A Supernova Moment For Cable News
Read most of the commentary on the TV industry these days and you’d think that Nielsen ratings were a quaint holdover from earlier times, something as antiquated as a blu-ray DVD and just as irrelevant.
Which in many ways they are, only how to explain all the recent spate of headlines about cable news networks and their obsession with ratings.
CNN, which has been struggling with their ratings, has been trying to right the ship, bringing in a new leader while looking to new voices and new strategies to increase their ratings.
Meanwhile Fox is being hammered for its behavior around the 2020 election, where hosts and executives were shown to be far more concerned with ratings than with the truth.
So how does something so irrelevant continue to be so newsworthy?
It’s a question well worth pondering because the short answer is that change in the television industry is largely incremental and that for a huge chunk of the television industry, ratings are still hugely relevant.
Take cable news.
Yes, we can all snicker about how the average age of their viewing audience is 65+ and how the advertising is nothing but death-and-diarrhea screeds from pharma companies.
The thing is though, those pharma companies pay a lot of money to advertise on cable news—$1.68 billion in overall ad spend for 2022.
So do a lot of other advertisers who feel that cable news is a great place to get their message across.
You know who else pays a lot for cable news networks? MVPDs and vMVPDs.

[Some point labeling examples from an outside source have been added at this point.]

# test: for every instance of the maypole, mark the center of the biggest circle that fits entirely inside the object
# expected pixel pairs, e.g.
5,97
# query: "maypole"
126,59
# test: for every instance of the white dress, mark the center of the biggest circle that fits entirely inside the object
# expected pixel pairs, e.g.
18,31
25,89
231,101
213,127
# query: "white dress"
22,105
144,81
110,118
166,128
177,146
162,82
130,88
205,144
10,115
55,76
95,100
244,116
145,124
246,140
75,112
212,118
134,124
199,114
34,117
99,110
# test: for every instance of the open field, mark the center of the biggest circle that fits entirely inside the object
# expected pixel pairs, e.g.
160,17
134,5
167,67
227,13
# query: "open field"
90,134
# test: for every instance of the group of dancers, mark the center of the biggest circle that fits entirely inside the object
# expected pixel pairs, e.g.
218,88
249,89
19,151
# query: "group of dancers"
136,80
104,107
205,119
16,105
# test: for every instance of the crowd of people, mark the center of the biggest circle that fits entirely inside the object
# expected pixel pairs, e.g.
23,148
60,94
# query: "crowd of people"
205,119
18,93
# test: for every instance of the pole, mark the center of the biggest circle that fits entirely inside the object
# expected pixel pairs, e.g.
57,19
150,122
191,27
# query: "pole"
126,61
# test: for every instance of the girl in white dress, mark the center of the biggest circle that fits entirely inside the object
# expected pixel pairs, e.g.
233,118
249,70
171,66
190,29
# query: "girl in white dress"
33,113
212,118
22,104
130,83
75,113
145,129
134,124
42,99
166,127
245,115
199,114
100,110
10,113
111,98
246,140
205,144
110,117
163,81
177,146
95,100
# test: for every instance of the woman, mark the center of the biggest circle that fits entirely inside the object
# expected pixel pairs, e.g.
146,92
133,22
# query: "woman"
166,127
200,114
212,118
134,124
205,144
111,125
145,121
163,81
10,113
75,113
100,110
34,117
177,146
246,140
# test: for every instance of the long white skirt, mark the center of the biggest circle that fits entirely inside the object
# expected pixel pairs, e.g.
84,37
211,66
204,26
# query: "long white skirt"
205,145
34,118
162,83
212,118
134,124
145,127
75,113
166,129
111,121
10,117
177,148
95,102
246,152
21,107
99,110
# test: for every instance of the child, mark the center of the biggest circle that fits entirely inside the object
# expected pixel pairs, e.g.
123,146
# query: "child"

The fallout over AT&T and Newsmax notwithstanding, pay TV providers know that cable news is one of the only things tethering much of their audience to pay TV—it’s still one of the few things they can’t get from streaming.
The result is the carriage fees the news networks get are still quite hefty, even at a time of declining viewership.
So there’s that and then there’s the fact that it’s easy to measure: cable news is pretty much only watched in real time. So no 7-day or 3-day windows. No DVRs. Just straight up overnights, the way things used to be.
And it would be foolish to underestimate the degree of nostalgia that exists at many networks for the ways things used to be.
Finally there’s what you might call “the Twitter Effect.”
In that while Twitter’s user base has never been all that large, it’s like a digital Cheers for journalists and so what gets said on Twitter (or at least pre-Musk Twitter) got amplified in the media echo chamber.
Cable news is not all the different.
Reporters for various print- and Substack-based media are often called on by the cable news networks to contribute their opinions on breaking topics. They opine and then other journos opine on those opinions and the whole echo chamber just expands to include national cable news.
Ditto all manner of government officials from both parties for whom an interview or clip on cable news represents a form of validation.
Still, it’s valid to ask if this is cable news’s supernova moment, the brief period where they burn brightly before burning out.
That looks fairly likely, at least from where I’m sitting.
Younger audiences (and by “younger” we’re looking at people under 50 these days) get most of their news online. It’s easier, timelier and usually free.
The hypocrisies of the major cable news networks are becoming more and more glaring, ditto their tribalization, their role in creating echo chambers.
All of which serve to keep those “younger” audiences away from them.
Finally, there’s the fact that fewer and fewer people are watching linear TV these days, which means that those carriage fees are only going to head south. Without that sort of revenue stream, it will be hard to keep those networks, with their slew of high priced talent running profitably.
So the question then becomes how and how slowly do you move them online, where do you move them—FASTs or the SVOD services and how do you position them—as standalone apps or as part of a larger streaming app via the media companies that own them?
And what happens if Netflix decides its a good idea to launch their own 24 hour news service?
In all likelihood this is not a pressing question.
If the cable news networks start to lose money, it will be a long slow leak—think of something like AOL or MySpace, two companies that still maintained profitability and subscribers long after their early 00s heyday.
What the cable news networks will start to lose though, is relevance and that, more than anything will be their death knell.